A blog on statistics, methods, and open science. Understanding 20% of statistics will improve 80% of your inferences.

Tuesday, September 30, 2014

What p-hacking really looks like: A comment on Masicampo & LaLande (2012)

[a slightly adapted version of this blog post is now in press at QJEP: see https://osf.io/ycag9/ for the manuscript and R scripts]

In this blog, I'll explain how p-hacking will not lead to a peculiar prevalence of p-values just below .05 (e.g., in the 0.045-0.05 range) in the literature at large, but will instead lead to a difficult to identify increase in the Type 1 error rate across the 0.00-0.05 range. I re-analyze data by Masicampo & LaLande (2012), and try to provide a better model of the p-values they have observed through simulations in R (code below). I'd like to thank E.J. Masicampo and Daniel LaLande for sharing and allowing me to share their data, as well as their quick response to questions and a draft of this post. Thanks to Ryne Sherman for his p-hack code in R, to Nick Brown for asking me how M&L's article related to my previous blog post and for comments and suggestions on this post, and Tal Yarkoni for feedback on an earlier draft.


Masicampoand LaLande (2012; M&L) assessed the distribution of all 3627 p-values between 0.01 and 0.10 in 12 issues of the three journals. Exact p-values were calculated from t-tests and F-tests. The authors conclude “The number of p-values in the psychology literature that barely meet the criterion for statistical significance (i.e., that fall just below .05) is unusually large”. “Specifically, the number of p-values between .045 and .050 was higher than that predicted based on the overall distribution of p.”
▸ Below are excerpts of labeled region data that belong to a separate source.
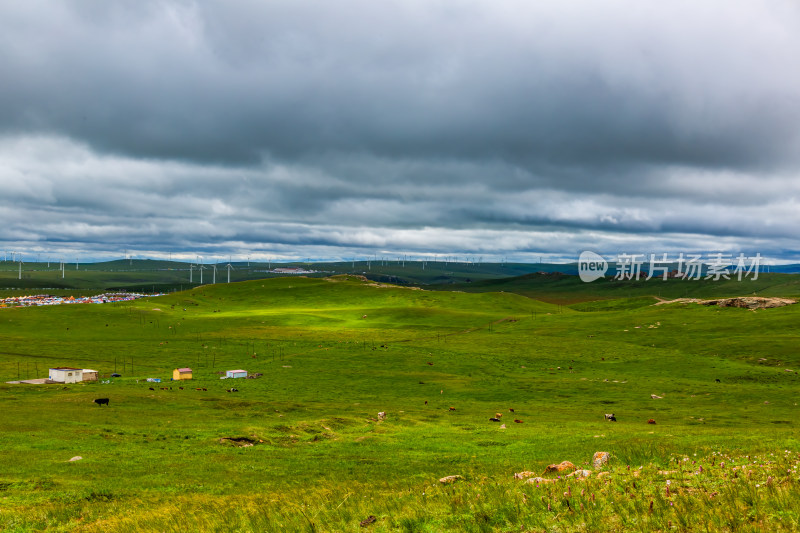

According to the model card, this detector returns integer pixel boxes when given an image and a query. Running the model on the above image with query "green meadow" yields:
[0,273,800,532]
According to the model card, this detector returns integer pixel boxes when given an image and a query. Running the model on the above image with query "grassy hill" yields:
[0,259,575,292]
[428,273,800,304]
[0,276,800,531]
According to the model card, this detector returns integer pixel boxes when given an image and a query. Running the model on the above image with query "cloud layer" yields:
[0,0,800,259]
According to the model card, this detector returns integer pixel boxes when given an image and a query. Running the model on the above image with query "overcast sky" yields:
[0,0,800,261]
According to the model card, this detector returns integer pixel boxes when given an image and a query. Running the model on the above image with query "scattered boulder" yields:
[592,452,611,470]
[544,461,575,474]
[698,296,796,309]
[525,477,556,484]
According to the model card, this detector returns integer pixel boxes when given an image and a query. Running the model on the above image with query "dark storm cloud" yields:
[0,0,800,256]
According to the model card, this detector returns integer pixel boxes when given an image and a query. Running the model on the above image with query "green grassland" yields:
[429,272,800,304]
[0,276,800,532]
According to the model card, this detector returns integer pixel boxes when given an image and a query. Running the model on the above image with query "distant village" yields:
[0,292,163,307]
[6,366,263,385]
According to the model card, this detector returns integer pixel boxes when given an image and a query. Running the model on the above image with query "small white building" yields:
[49,366,83,383]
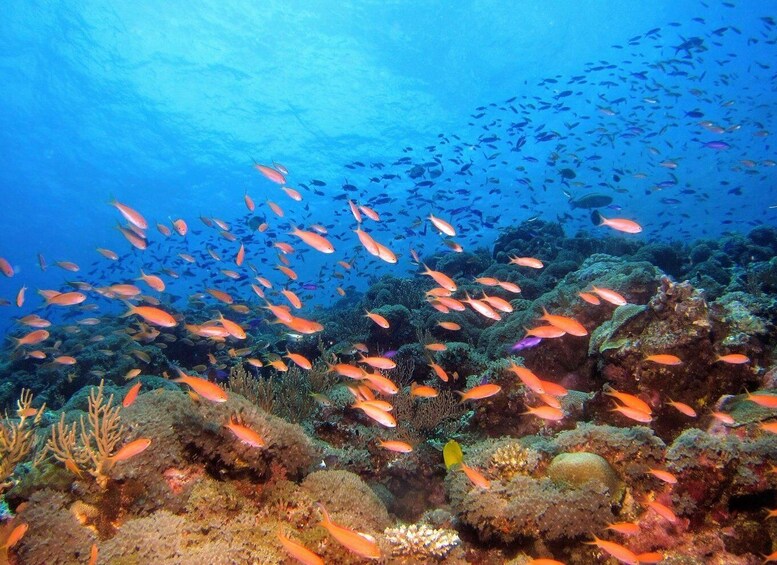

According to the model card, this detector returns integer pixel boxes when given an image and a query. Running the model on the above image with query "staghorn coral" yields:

There are four factors that determine the distribution of p-values:
1) the number of studies examining true effect and false effects
2) the power of the studies that examine true effects
3) the frequency of Type 1 error rates (and how they were inflated)
4) publication bias.

Due to publication bias, we should expect a substantial drop in the frequency with which p-values above .05 appear in the literature. True effects yield a right-skewed p-value distribution (the higher the power, the steeper the curve. e.g., Sellke, Bayarri, & Berger, 2001). When the null-hypothesis is true the p-curve is uniformly distributed, but when the Type 1 error rate is inflated due to flexibility in the data-analysis, the p-value distribution could become left-skewed below p-values of .05.

M&L model p-values based on a single exponential curve estimation procedure that provides the best fit of p-values between .01 and .10. This is not a valid approach because p-values above and below p=.05 do not lie on a continuous curve due to publication bias. It is therefore not surprising, nor indicative of a prevalence of p-values just below .05, that their single curve doesn’t fit the data very well, nor that Chi-squared tests show the residuals (especially those just below .05) are not randomly distributed.

P-hacking does not create a peak in p-values just below .05. Actually, p-hacking does not even have to lead to a left-skewed p-value distribution. If you perform multiple independent tests in a study, the p-value distribution is uniform, as if you had performed 5 independent studies. The right skew emerges through dependencies in the data in a repeated testing procedure. For example, collecting data, performing a test, collecting additional data, and analyzing the old and additional data together.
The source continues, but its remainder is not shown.